Ventilation in a Canadian attic does very little to remove moisture when the temperature in the attic is below freezing. During that time, the moisture is in the form of Ice and the passing air simply won’t remove it — whether you have passive vents or power vents. When things warm up, if the collection of frost is not too heavy, it will melt and be taken away with the above freezing ventilation air. If there is too much frost or ice, it will drip down into the ceiling below before it manages to dry up.
Find the source of moisture
So if we have serious moisture build-up in an attic, we are forced to look for the source of the moisture since during the cold season, there is no practical way to get rid of it once it freezes in the attic. It surprises many people to learn that it is relatively rare that the water source is from the outside, although it could be due to bad flashing or ice damming. Much more common is that warm moist air escapes from the house below into the attic. This moisture laden air moves towards the vents but hits the freezing cold roof before getting to the vent and deposits its moisture — finally going out the vent quite dry. When you add a power vent or a turbine to a house that has this very common problem, the suction from the power vent will draw more air through the soffits, which does no good because it is freezing cold, and will draw more moist air from the house below — often increasing the quantity of ice in the attic rather than reducing it. Power vents and turbines do remove moisture as soon as the temperature is above freezing — but should not be functioning while it is colder. For this reason, turbines are rarely of any real use in our cold Canadian climate, although quite useful in the southern US.
Air leaks from the house
Where does this moisture laden air get into the attic? Through light fixtures. Through plumbing chases. Through electrical holes. Through cracks in the top of partition walls. Through any hole in the ceiling. Bathroom fans that do not exit outside are serious sources of moisture — even when the duct is exhausted out through the soffits because the warm moist air rises up and comes back into the attic. Serious moisture problems have to be solved by cutting off the source of moisture — sealing the house at the level of the ceiling. If you take a look in the attic on a freezing cold day — you should see the frost accumulation because it will be white. If you see is generalized all over — you have a generalized problem. If you see a cluster of it, look almost straight down and you will usually find a light fixture or some other hole to the house below. Seal off that hole so that the air cannot get into the attic, and you will cut off the moisture and not have to worry about trying to ventilate the moisture out.

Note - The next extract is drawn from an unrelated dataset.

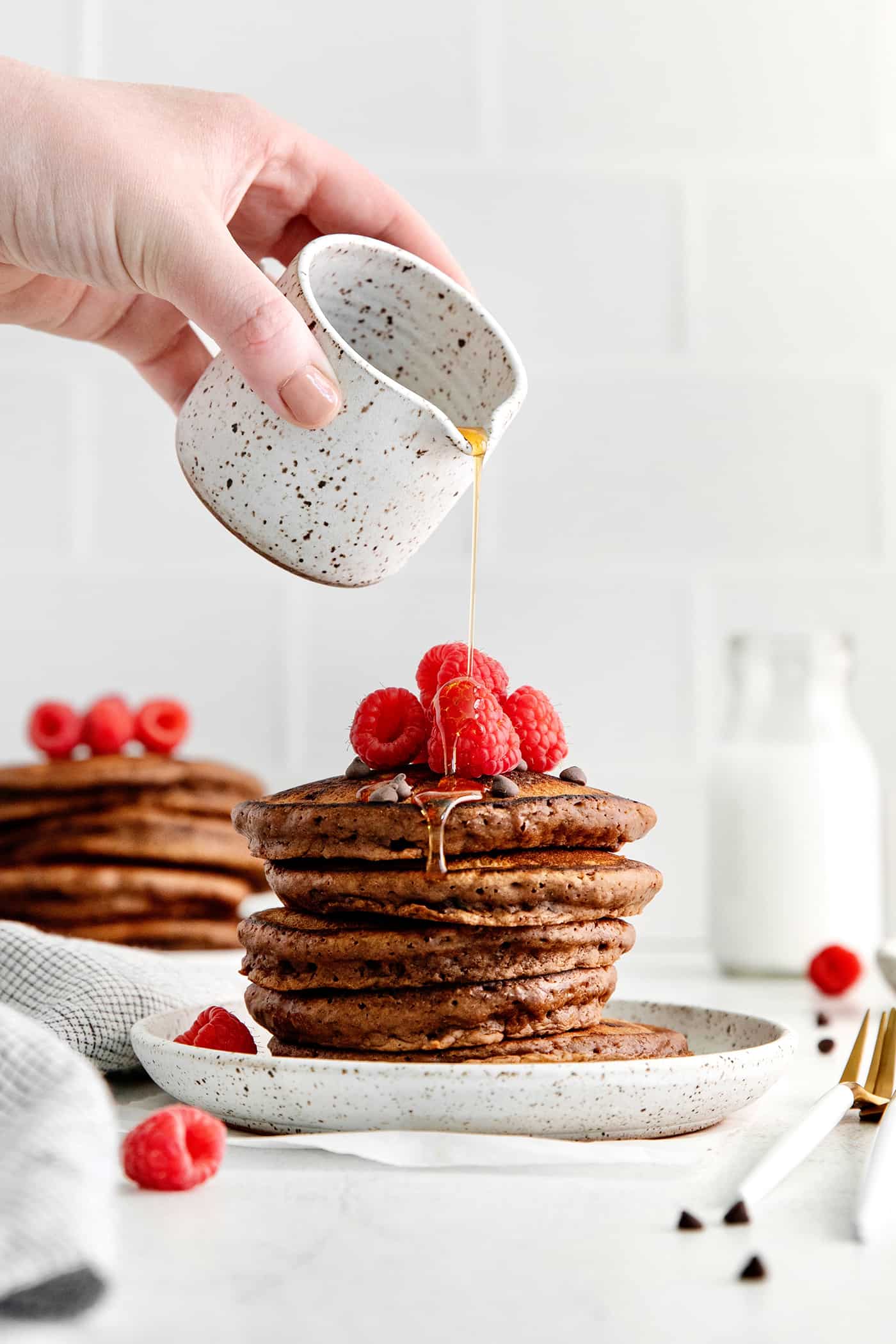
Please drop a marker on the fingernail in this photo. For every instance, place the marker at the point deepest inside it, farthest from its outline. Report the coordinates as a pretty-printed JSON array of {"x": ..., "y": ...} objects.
[{"x": 310, "y": 397}]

Function of ventilation during the winter
In the cold of winter, the real function of attic ventilation is more to keep the roof frozen, to keep the snow on the roof from melting so it will not form ice cycles or ice dams on the lower edge of the roof. In the Spring, Summer and Fall, ventilation will help to keep an attic dry — but not in the Winter.

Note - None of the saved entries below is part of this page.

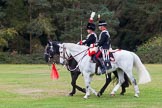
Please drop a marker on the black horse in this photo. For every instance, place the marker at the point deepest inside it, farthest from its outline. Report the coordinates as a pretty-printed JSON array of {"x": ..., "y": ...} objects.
[{"x": 52, "y": 49}]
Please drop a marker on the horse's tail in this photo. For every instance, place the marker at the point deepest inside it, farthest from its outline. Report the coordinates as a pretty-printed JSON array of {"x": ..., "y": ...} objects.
[{"x": 144, "y": 76}]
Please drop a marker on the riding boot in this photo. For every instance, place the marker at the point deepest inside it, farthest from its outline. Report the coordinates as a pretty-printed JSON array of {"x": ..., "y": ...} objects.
[
  {"x": 102, "y": 65},
  {"x": 108, "y": 64}
]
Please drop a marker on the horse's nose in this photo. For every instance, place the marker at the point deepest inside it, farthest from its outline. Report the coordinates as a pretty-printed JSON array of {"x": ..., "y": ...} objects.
[{"x": 46, "y": 58}]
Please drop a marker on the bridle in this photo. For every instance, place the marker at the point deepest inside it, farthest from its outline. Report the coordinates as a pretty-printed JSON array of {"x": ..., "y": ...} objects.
[{"x": 66, "y": 57}]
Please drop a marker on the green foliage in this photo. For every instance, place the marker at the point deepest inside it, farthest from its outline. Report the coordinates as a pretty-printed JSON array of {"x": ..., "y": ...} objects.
[
  {"x": 150, "y": 52},
  {"x": 6, "y": 35}
]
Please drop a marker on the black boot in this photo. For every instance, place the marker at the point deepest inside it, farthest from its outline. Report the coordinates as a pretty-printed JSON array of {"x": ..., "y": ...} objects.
[
  {"x": 108, "y": 64},
  {"x": 102, "y": 65}
]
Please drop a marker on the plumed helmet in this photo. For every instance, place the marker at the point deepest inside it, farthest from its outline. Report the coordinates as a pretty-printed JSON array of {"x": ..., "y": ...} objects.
[
  {"x": 102, "y": 23},
  {"x": 91, "y": 26}
]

Attic bypasses – are passageways for warm air to leak into the attic. A few common places to find these gaps are around furnace vents, plumbing vents, electrical boxes, and any bath fans into the attic. locating attic air leaks and sealing them is important to preventing moisture into the attic.

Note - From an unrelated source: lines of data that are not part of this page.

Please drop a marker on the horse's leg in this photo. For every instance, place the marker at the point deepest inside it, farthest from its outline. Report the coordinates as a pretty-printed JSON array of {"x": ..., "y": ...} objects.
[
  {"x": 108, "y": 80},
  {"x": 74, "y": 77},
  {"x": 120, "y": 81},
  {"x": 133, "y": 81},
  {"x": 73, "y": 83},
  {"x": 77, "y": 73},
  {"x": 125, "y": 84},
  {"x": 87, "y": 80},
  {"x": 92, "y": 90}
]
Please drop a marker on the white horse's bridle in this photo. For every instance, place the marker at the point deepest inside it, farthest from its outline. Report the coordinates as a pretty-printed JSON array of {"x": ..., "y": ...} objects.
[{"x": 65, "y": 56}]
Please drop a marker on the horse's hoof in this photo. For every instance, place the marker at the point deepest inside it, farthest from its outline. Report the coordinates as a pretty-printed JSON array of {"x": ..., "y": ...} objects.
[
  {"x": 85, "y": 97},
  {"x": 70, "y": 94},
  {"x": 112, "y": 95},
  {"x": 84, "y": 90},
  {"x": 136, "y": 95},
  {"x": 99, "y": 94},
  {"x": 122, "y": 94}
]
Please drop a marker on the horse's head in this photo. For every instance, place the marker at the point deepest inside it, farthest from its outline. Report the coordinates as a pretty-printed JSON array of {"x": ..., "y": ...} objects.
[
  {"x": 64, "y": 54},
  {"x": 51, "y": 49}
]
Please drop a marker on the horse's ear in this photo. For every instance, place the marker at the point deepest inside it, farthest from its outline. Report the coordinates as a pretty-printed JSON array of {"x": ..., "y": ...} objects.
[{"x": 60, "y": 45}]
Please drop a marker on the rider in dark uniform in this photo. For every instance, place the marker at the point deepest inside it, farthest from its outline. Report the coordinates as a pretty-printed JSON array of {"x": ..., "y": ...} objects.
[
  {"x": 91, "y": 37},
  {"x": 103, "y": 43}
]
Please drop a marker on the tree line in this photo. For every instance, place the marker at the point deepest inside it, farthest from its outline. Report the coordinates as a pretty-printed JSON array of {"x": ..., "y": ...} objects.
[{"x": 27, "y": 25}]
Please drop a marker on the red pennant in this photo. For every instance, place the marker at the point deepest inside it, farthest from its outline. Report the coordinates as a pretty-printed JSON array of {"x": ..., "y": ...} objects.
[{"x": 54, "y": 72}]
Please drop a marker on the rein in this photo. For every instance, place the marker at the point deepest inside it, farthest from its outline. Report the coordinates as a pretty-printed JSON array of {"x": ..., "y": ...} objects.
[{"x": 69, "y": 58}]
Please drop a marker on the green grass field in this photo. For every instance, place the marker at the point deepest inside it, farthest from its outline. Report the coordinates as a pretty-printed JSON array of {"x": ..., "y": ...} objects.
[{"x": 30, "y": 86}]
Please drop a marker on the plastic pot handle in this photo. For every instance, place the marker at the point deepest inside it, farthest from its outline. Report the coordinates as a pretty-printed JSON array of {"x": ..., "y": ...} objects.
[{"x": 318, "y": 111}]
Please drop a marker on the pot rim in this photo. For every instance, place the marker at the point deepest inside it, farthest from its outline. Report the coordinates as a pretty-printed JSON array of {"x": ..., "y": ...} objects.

Lower the humidity in your home – Turn on your bathroom exhaust fan during showers and leave them on for a half hour after every shower.
Install an HRV or a continuous exhaust fan. Either one of these will dramatically lower humidity levels in a home.
Minimum passive ventilation, well distributed in the attic, is all the ventilation a Canadian attic needs. Air sealing between the attic and the house is more critical. The best ventilation system has continuous un-obstructed soffit vents that let air in all along the bottom of the roof, and then three or so passive vents high up on the roof, or better yet a continuous ridge vent.